To be clear, this is textbook state-building. Max Weber famously defined the modern state as the entity that successfully claims the monopoly of the legitimate use of force within a given territory. Without this monopoly, sovereignty becomes performative and governance fragmentary. Syria’s experience since 2011 is a textbook case of what happens when that monopoly collapses: militias replace institutions, loyalty displaces law and violence becomes a political currency.
Rebuilding Syria, therefore, requires more than reconstruction funds or humanitarian corridors. It requires, as a precondition, the restoration of a single, accountable security architecture. Pluralistic or otherwise, no country can function while armed groups retain veto power over state authority.
Some frame this reality as hostility toward Kurds. This is both false and intellectually dishonest. Kurds are an integral part of Syria’s social fabric, and their rights are not advanced by militarized separatism or foreign dependency. In fact, no community has suffered more from prolonged militarization than the Kurds themselves, displaced, instrumentalized and isolated by organizations whose survival depends on perpetual conflict. It should also be recalled that the YPG targeted several groups, including Kurdish groups, during the Syrian civil war, at times in collaboration with or in parallel to the Assad regime.
The window that once empowered armed non-state actors opened during the chaos following Daesh’s advance on Mosul has closed. Foreign fighters, once treated as strategic assets, are now liabilities. The Syrian state has both the capacity and the will to manage this challenge. Going forward, any meaningful political process requires actors with organic ties to Syria, not transnational militancy.

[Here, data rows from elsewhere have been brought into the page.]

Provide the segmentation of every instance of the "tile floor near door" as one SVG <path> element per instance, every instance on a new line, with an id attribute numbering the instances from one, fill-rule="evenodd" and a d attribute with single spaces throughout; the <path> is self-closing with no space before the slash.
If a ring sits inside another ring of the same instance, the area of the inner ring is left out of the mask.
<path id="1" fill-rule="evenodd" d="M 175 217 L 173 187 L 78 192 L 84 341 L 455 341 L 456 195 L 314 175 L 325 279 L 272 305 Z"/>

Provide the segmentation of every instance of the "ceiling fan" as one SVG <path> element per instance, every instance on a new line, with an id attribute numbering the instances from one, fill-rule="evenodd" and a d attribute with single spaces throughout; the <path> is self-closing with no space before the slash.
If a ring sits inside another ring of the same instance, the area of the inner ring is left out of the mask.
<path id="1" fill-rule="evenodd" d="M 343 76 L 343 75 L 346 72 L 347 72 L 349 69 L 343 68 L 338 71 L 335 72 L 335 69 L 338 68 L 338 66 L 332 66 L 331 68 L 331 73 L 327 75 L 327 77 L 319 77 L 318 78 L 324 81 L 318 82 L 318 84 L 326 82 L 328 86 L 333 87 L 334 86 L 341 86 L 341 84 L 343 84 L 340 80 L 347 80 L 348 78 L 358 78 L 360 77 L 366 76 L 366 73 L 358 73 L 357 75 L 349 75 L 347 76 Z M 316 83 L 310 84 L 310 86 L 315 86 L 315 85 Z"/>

This is where Türkiye’s role becomes central. The recent visit to Damascus by Türkiye’s foreign minister, defense minister and intelligence chief just ahead of the SDF integration deadline was not routine diplomacy. It was a coordinated signal that fragmentation is no longer an option. In other words, regional powers, possibly and notably with the exception of Israel, are aligning around stability, not managed disorder.

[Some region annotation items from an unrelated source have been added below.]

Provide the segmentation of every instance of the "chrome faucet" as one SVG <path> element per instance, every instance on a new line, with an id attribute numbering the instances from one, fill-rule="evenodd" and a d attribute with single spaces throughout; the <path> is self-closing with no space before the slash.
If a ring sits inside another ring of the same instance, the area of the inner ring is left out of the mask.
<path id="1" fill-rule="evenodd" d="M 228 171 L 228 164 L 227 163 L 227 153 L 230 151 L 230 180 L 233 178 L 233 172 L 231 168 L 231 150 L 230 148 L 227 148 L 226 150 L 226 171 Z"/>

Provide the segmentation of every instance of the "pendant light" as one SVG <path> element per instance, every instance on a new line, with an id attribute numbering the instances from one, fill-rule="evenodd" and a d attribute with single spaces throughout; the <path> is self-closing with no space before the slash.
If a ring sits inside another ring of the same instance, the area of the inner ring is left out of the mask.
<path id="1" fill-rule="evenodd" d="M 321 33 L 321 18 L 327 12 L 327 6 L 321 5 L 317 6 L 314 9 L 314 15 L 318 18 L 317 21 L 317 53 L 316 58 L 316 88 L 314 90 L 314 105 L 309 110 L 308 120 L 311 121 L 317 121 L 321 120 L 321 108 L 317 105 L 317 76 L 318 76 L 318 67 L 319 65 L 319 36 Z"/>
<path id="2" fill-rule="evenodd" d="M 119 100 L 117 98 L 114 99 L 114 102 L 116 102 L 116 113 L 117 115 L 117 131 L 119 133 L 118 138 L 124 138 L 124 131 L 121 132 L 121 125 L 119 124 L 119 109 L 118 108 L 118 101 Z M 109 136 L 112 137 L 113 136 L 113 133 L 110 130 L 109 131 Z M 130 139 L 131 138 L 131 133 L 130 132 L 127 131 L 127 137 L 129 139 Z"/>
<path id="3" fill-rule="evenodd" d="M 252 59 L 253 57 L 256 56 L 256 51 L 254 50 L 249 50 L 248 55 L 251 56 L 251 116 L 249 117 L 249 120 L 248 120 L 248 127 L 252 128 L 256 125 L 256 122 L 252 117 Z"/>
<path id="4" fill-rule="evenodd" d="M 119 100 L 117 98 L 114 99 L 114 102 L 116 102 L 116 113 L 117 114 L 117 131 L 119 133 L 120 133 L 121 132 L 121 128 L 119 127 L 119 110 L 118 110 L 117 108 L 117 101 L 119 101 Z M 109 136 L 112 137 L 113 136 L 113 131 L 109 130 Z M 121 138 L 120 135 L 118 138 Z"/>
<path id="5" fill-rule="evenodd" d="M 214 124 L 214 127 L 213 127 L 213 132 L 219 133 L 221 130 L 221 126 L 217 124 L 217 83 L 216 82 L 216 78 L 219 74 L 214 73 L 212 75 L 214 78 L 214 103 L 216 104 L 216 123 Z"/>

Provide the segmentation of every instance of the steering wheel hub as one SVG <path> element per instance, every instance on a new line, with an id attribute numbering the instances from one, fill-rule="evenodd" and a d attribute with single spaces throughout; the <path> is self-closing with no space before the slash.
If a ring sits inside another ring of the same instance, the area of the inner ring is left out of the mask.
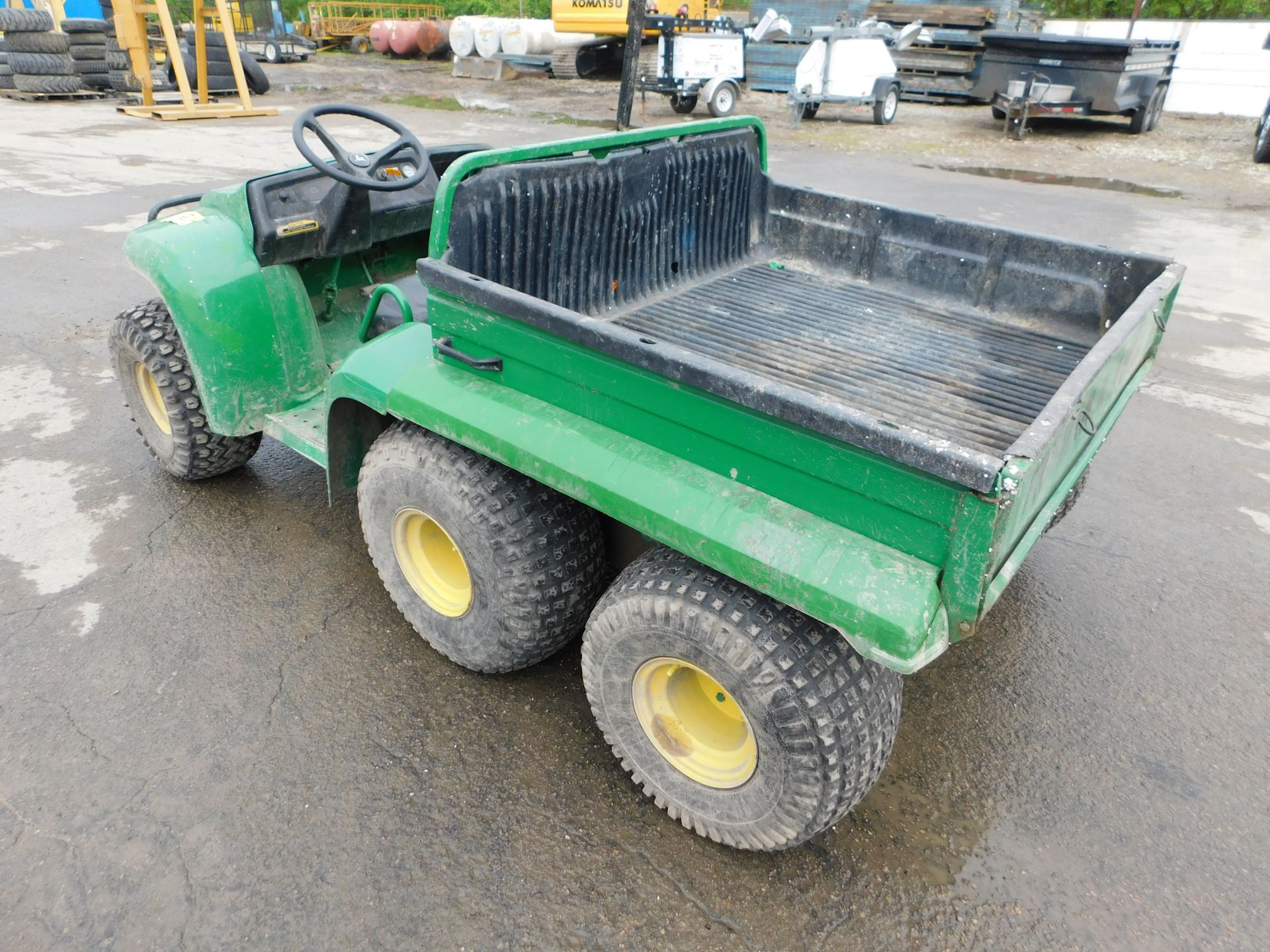
<path id="1" fill-rule="evenodd" d="M 323 116 L 352 116 L 366 119 L 391 129 L 396 133 L 396 138 L 375 152 L 353 152 L 344 149 L 326 131 L 320 122 Z M 326 146 L 334 161 L 326 161 L 314 152 L 305 138 L 306 131 L 312 132 Z M 318 171 L 353 188 L 364 188 L 372 192 L 403 192 L 424 182 L 432 171 L 428 150 L 410 129 L 384 113 L 361 105 L 331 104 L 306 109 L 292 126 L 291 138 L 296 143 L 296 149 L 300 150 L 300 155 Z M 401 162 L 400 166 L 389 170 L 389 161 L 406 149 L 414 152 L 414 160 Z"/>

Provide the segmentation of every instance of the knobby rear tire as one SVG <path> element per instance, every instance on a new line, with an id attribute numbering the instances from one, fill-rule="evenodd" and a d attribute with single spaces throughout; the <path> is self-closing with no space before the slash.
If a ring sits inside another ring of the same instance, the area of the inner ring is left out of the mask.
<path id="1" fill-rule="evenodd" d="M 758 748 L 744 783 L 698 783 L 658 751 L 632 698 L 636 671 L 653 659 L 687 661 L 732 694 Z M 834 628 L 660 547 L 596 605 L 582 675 L 635 783 L 683 826 L 757 850 L 798 845 L 860 802 L 890 755 L 903 693 L 898 674 Z"/>
<path id="2" fill-rule="evenodd" d="M 594 510 L 411 423 L 371 447 L 357 484 L 362 532 L 401 614 L 434 649 L 474 671 L 513 671 L 582 633 L 610 578 Z M 460 616 L 429 605 L 406 579 L 392 527 L 405 509 L 433 519 L 470 576 Z"/>

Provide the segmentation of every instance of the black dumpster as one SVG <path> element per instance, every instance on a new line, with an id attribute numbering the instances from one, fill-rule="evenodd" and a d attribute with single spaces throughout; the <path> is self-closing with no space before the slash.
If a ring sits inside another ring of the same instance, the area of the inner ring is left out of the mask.
<path id="1" fill-rule="evenodd" d="M 1105 39 L 1057 33 L 983 34 L 983 66 L 972 96 L 1026 128 L 1035 116 L 1128 116 L 1149 132 L 1163 110 L 1176 39 Z M 1021 135 L 1019 136 L 1021 137 Z"/>

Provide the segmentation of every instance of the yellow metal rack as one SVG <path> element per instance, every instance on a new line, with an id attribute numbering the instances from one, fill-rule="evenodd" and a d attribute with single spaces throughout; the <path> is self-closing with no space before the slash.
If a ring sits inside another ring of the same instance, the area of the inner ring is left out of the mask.
<path id="1" fill-rule="evenodd" d="M 141 104 L 123 105 L 119 112 L 128 116 L 145 116 L 152 119 L 229 119 L 248 116 L 277 116 L 277 109 L 251 105 L 251 93 L 243 75 L 243 60 L 239 55 L 237 39 L 234 36 L 234 18 L 230 15 L 226 0 L 213 0 L 213 6 L 206 6 L 203 0 L 194 0 L 190 15 L 194 27 L 194 67 L 198 77 L 198 93 L 190 89 L 189 76 L 180 53 L 180 39 L 168 9 L 168 0 L 114 0 L 114 33 L 119 47 L 126 50 L 132 63 L 132 75 L 141 84 Z M 168 47 L 169 61 L 174 66 L 177 86 L 180 89 L 180 103 L 156 105 L 154 80 L 150 76 L 150 47 L 146 39 L 146 14 L 159 18 L 164 43 Z M 207 96 L 207 32 L 215 28 L 225 37 L 225 50 L 229 53 L 234 84 L 237 89 L 237 103 L 212 103 Z"/>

Just before the deadline expired, Damascus itself reflected this shift. The Hamidiye Bazaar was alive again. Families shopped, children roamed, and churches displayed Christmas decorations alongside the centuries-old Umayyad Mosque, a masterpiece of Islamic culture and civilization. Across the old center of the Islamic world, there was a palpable sense of resilience. Yet resilience alone will not rebuild Syria.
A strong and stable Syria is indispensable to the emerging Middle East. If the U.S. truly wishes to reduce its regional footprint and focus elsewhere, empowering sovereign states, rather than perpetuating armed ambiguity, is the only viable strategy. Syria’s future depends on a simple but difficult truth: human capital flourishes only where authority is clear, institutions function, and violence is monopolized by the state. Without this foundation, coexistence becomes fragile and recovery illusory.
Syria does not need another experiment in fragmentation. It needs a functioning state that is capable of signaling to millions of Syrian refugees abroad that it is time to come home and build a brighter future together.